Dear Captain Awkward,
I have a wonderful fiancée. She’s compatible with me in every single way and we’re looking forward to starting our lives together. Save one little thing. She’s possibly the worst driver in the world and I can’t get my license until awhile after the wedding for reasons I prefer not to get into.
She’s had multiple accidents. She regularly swerves into other lanes then can’t figure out how she got there. She follows far too closely–she’s under the impression that, at highway speeds, safe following distance is ‘you can see their wheels.’ She texts, Tumblrs, checks her email, all while driving.
I tried suggesting that we get her a dash mount for her phone so she can still use the GPS without having the distraction of phone-in-hand. She says she likes having it in her hand and won’t put it down.
She loves to drive, loves road trips and wants me to go road tripping with her. She’s absolutely convinced she’s an amazing driver and no amount of me trying to gently offer suggestions to correct her driving has managed to convince her she might have a problem. I’m absolutely terrified when she’s behind the wheel. I’m an excellent driver who took defensive driving courses before getting my full license as a proactive step, but, as stated, I cannot drive right now.
How do I get her to understand that I’m terrified she’s going to die in a fiery crash, without offending her?

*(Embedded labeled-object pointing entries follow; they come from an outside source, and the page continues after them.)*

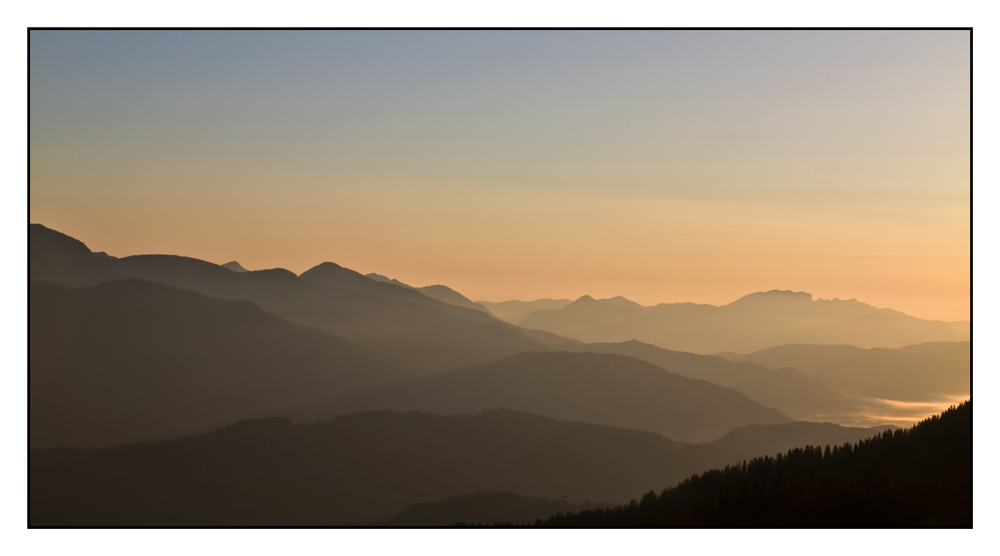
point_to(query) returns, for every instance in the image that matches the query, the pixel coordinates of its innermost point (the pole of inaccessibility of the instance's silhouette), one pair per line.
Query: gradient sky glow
(661, 166)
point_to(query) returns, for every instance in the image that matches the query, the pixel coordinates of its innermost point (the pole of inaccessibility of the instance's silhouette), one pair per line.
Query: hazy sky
(661, 166)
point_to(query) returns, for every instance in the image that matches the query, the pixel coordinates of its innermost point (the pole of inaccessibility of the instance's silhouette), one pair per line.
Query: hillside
(921, 476)
(913, 373)
(594, 388)
(751, 323)
(130, 360)
(484, 508)
(515, 311)
(785, 389)
(358, 468)
(399, 321)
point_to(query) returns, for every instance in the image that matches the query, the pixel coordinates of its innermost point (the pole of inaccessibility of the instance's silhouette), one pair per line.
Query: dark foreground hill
(396, 320)
(921, 476)
(359, 468)
(751, 323)
(785, 389)
(484, 508)
(911, 373)
(598, 388)
(130, 360)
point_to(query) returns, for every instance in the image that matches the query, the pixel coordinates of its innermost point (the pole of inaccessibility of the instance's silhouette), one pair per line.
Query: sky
(663, 166)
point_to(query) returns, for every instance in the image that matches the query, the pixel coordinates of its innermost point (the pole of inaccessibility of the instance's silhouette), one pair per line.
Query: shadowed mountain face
(359, 468)
(400, 321)
(919, 477)
(441, 293)
(514, 311)
(914, 373)
(131, 361)
(785, 389)
(750, 323)
(590, 387)
(484, 508)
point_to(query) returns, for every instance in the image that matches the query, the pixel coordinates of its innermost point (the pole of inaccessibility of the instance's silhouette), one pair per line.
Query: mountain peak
(387, 280)
(234, 266)
(619, 301)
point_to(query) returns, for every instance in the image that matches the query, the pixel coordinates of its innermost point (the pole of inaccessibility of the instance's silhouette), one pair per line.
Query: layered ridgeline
(914, 373)
(400, 321)
(485, 508)
(751, 323)
(784, 388)
(903, 478)
(514, 311)
(595, 388)
(130, 360)
(439, 292)
(359, 468)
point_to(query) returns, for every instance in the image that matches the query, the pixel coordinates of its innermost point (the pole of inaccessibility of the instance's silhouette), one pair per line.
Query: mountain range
(604, 389)
(129, 360)
(913, 373)
(358, 468)
(751, 323)
(399, 321)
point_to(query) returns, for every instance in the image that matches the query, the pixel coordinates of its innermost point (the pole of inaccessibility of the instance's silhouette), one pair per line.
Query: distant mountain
(919, 477)
(751, 441)
(484, 508)
(514, 311)
(129, 361)
(753, 322)
(448, 295)
(918, 372)
(359, 468)
(619, 301)
(595, 388)
(785, 389)
(441, 293)
(399, 321)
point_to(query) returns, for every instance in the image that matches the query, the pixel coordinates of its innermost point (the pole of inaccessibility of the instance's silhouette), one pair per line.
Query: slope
(130, 360)
(399, 321)
(358, 468)
(903, 478)
(914, 373)
(753, 322)
(784, 389)
(595, 388)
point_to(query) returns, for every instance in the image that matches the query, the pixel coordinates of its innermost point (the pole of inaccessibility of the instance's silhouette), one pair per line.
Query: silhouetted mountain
(912, 373)
(903, 478)
(387, 280)
(619, 301)
(785, 389)
(441, 293)
(448, 295)
(484, 508)
(747, 442)
(399, 321)
(750, 323)
(359, 468)
(595, 388)
(130, 360)
(515, 311)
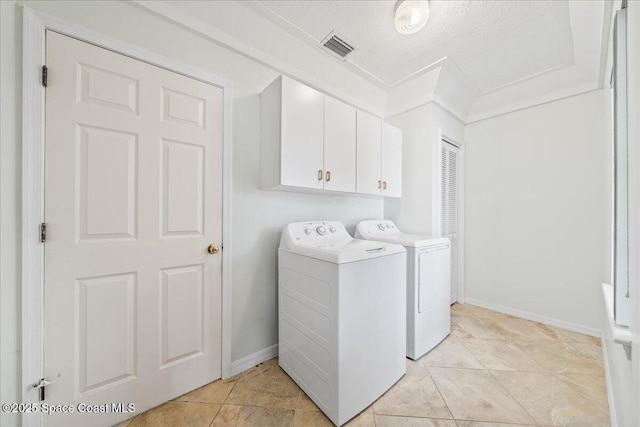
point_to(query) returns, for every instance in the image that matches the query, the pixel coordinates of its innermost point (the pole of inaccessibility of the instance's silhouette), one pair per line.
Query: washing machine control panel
(318, 231)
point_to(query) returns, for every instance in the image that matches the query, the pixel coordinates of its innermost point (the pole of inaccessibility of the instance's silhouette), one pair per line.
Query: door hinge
(44, 75)
(40, 385)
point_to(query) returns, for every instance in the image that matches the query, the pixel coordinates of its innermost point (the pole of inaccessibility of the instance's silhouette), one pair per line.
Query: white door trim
(35, 24)
(436, 214)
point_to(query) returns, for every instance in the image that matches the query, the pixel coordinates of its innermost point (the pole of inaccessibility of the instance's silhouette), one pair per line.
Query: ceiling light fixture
(411, 16)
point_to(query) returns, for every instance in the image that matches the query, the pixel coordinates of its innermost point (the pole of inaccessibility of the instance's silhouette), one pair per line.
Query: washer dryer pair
(342, 316)
(428, 283)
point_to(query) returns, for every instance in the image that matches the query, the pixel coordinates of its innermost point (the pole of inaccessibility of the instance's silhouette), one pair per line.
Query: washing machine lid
(330, 241)
(386, 231)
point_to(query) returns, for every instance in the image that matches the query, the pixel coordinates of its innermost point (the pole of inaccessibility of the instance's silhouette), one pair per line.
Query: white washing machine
(428, 271)
(341, 316)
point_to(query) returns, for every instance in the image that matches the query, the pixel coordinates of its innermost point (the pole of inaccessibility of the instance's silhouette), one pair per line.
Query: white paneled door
(133, 201)
(449, 203)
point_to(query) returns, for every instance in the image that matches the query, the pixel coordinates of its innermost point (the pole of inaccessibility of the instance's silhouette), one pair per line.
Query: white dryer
(428, 272)
(341, 316)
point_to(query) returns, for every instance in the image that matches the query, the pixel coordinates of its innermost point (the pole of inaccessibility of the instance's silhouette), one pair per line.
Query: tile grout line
(440, 393)
(513, 397)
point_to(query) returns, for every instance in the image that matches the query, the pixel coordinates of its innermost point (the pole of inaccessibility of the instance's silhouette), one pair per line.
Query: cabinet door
(391, 161)
(369, 134)
(302, 135)
(339, 146)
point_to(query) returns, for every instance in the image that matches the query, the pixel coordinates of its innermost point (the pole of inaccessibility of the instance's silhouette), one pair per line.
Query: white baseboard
(253, 359)
(537, 318)
(607, 376)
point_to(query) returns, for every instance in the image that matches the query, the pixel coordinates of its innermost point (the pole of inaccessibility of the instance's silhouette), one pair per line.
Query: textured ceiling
(491, 43)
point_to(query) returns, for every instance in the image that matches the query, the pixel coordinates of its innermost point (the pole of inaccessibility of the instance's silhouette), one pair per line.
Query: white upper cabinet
(369, 151)
(312, 141)
(391, 161)
(292, 125)
(339, 146)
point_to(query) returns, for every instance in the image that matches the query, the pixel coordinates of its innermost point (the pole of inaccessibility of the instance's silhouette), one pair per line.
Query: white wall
(535, 184)
(10, 122)
(624, 373)
(258, 216)
(420, 202)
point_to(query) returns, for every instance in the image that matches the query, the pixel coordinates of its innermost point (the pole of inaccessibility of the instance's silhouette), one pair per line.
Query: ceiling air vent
(338, 45)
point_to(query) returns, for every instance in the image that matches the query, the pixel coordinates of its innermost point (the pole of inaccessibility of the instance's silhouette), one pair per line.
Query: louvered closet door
(449, 163)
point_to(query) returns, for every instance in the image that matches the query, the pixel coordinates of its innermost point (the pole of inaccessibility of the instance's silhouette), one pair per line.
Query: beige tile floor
(494, 370)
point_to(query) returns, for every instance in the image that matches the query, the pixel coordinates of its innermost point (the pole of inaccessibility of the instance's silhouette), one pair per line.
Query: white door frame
(35, 24)
(436, 214)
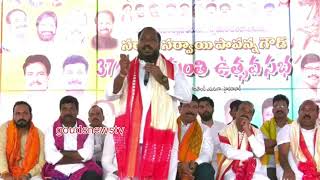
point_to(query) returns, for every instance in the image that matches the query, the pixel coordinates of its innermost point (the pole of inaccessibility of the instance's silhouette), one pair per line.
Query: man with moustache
(21, 146)
(96, 118)
(75, 72)
(195, 147)
(104, 23)
(270, 128)
(242, 145)
(148, 88)
(299, 145)
(206, 109)
(310, 67)
(69, 156)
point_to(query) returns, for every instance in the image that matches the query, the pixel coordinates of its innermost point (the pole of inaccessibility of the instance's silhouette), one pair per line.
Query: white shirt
(109, 161)
(258, 149)
(214, 142)
(179, 89)
(284, 137)
(272, 160)
(53, 155)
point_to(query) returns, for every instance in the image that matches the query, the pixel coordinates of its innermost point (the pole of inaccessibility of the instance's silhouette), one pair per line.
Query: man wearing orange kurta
(195, 149)
(21, 145)
(270, 128)
(242, 145)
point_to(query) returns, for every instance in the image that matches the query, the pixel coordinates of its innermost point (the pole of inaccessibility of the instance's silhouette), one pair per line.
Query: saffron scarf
(243, 170)
(13, 148)
(308, 165)
(48, 170)
(154, 159)
(190, 143)
(269, 130)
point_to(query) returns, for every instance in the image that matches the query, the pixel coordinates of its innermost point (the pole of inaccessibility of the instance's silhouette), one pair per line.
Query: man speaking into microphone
(148, 88)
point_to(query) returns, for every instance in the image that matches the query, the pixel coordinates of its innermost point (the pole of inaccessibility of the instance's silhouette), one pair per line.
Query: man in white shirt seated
(68, 149)
(299, 145)
(206, 109)
(242, 145)
(195, 147)
(96, 118)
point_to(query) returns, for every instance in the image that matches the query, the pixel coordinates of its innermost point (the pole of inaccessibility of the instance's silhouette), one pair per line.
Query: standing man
(310, 67)
(96, 118)
(36, 70)
(299, 145)
(21, 145)
(242, 145)
(270, 128)
(69, 154)
(148, 88)
(206, 109)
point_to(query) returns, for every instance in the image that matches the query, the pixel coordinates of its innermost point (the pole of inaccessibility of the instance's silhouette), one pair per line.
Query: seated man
(68, 148)
(242, 145)
(299, 146)
(96, 118)
(21, 145)
(195, 147)
(270, 128)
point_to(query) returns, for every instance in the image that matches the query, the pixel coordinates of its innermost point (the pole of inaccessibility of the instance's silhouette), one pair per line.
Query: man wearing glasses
(270, 129)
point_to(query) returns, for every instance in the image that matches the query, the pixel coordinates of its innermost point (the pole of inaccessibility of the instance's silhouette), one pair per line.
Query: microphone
(146, 78)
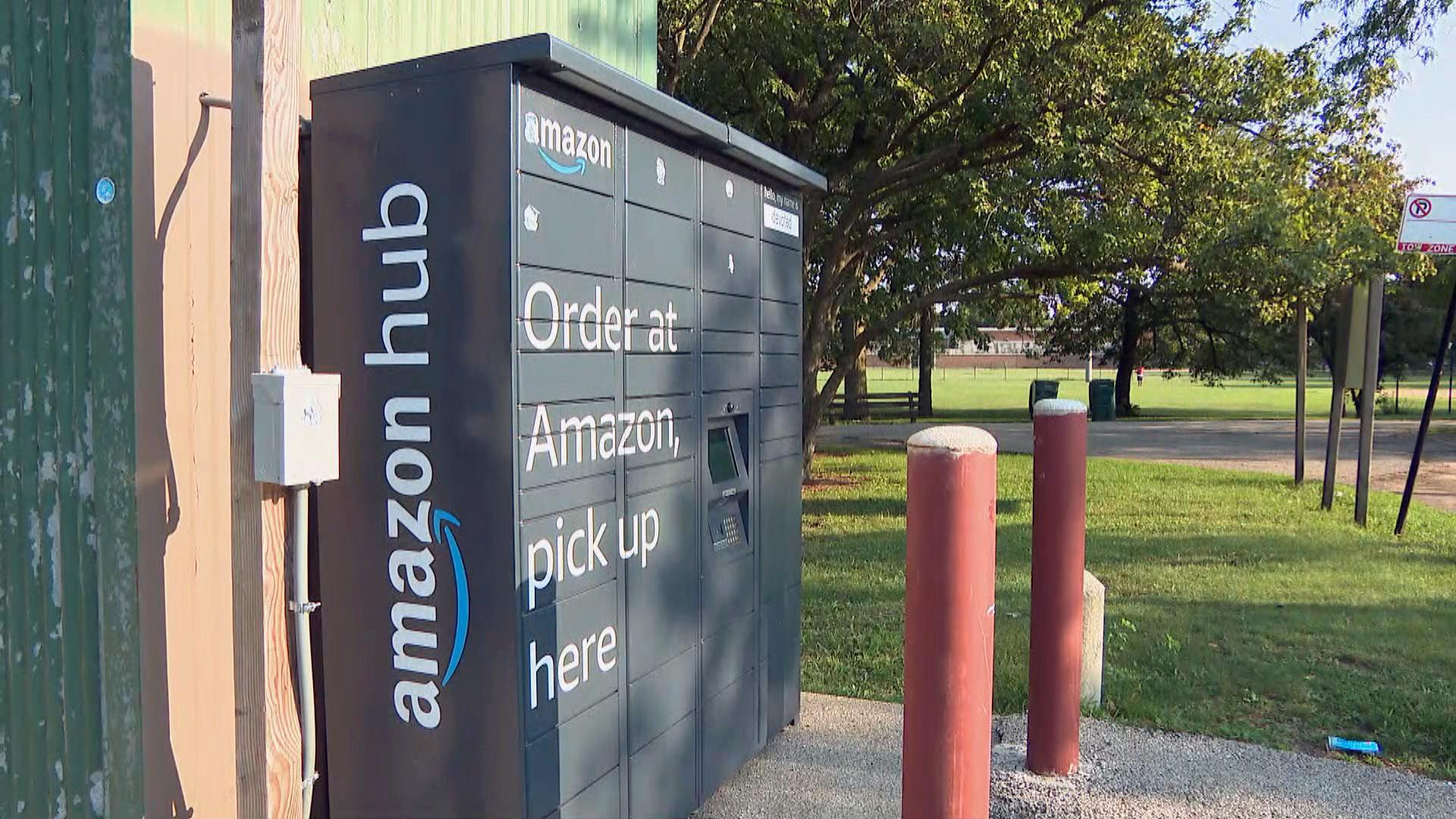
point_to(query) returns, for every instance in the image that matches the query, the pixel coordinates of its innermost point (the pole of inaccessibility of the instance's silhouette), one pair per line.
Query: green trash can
(1038, 391)
(1103, 400)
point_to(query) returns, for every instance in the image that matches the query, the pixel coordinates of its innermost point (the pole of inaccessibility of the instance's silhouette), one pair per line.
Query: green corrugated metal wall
(69, 675)
(343, 36)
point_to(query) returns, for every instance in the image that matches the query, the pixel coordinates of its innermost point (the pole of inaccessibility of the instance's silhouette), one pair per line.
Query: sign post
(1427, 226)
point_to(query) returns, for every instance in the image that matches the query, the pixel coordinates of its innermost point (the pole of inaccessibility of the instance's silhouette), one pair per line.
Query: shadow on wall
(158, 506)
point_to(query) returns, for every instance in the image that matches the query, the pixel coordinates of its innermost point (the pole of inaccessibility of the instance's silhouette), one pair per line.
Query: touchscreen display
(721, 464)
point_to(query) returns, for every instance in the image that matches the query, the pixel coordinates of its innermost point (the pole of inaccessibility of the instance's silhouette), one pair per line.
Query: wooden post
(264, 297)
(1301, 382)
(1337, 413)
(1372, 366)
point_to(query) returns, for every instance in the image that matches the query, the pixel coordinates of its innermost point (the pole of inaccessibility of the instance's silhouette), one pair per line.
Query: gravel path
(1261, 447)
(843, 763)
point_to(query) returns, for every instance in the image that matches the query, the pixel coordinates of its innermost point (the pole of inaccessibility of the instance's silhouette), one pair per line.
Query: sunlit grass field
(1234, 607)
(1001, 395)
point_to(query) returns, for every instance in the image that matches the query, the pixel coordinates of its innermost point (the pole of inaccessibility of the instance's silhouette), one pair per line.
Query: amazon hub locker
(561, 569)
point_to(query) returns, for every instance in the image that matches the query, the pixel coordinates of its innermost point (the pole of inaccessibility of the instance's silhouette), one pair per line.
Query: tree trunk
(927, 360)
(1128, 356)
(856, 382)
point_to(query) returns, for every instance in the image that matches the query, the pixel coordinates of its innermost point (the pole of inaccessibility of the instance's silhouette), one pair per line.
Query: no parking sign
(1429, 224)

Ruining the interior with my fingernails
Dear Ruining the Interior:
“Without offending her” there is no way to have this conversation. She thinks she is a great driver. You think she is a terrible driver.Based on the whole texting/reading Tumbler/checking email thing, I think she is a terrible driver + an ENORMOUS PIECE OF SHIT MOTHERFUCKING ASSHOLE. How fucking entitled do you have to be to behave like this? She should be arrested and have her license revoked, and if I were in the position to make that happen, I would do so, with pleasure. No love.
The only scripts I can think of go like this:
“Reading/Texting while driving is illegal, please stop doing it.”
“Okay, let me out please.”
:You take cab home or call a friend to pick you up:
:Huge fight ensues – if you’re lucky, AFTER you are out of the car.:
“I am terrified to get in a car with you, and I refuse to do it until you take x, y, and z measures to improve your driving” where X= phone is OFF and AWAY, Y = driving lessons and Z = 6 months without any kind of moving violation or dangerous behavior, maybe you’ll revisit the decision about whether to ride with her.
:You refuse to get in a car with her:
:You take the bus everywhere, assuming there is even a bus:
:Huge fight ensues:
Or you could try “I do not feel safe riding with you. You do (example) things that are unsafe”
“No, I’m a great driver!”
“Ok, this is a problem, because your idea of yourself as a great driver does not hold up in reality. Do you want to hold onto that image of yourself, possibly at the cost of your or someone else’s life, or do you want to fix it?”
:Huge argument ensues:
Here is the problem. This isn’t a tiny difference of opinion, a quirk, or an “agree to disagree” kind of thing. Your “wonderful, fully compatible” fiancée is a giant piece of shit motherfucking asshole around this one issue, and she puts herself, anyone in the car with her, and anyone on the road with her at risk. I am not a wizard, I don’t have a “stop being an asshole” or “correct that magical thinking, please” wand to lend you. I wish I did. You can’t control her behavior. You can sort of mitigate how much it affects you by not putting your safety in her reckless hands, you can set a boundary and enforce it with lots of time on public transportation, you can tell her straight up how you feel, you can hope that she will see your point and be convinced of how very, very dangerous her behavior is.
Maybe Werner Herzog and/or the commenters can convince her, where you and I might fail:
He made a documentary about people who have hurt & killed others while texting and driving. It’s sad stuff. I hope not to see your fiancée in a similar one some day.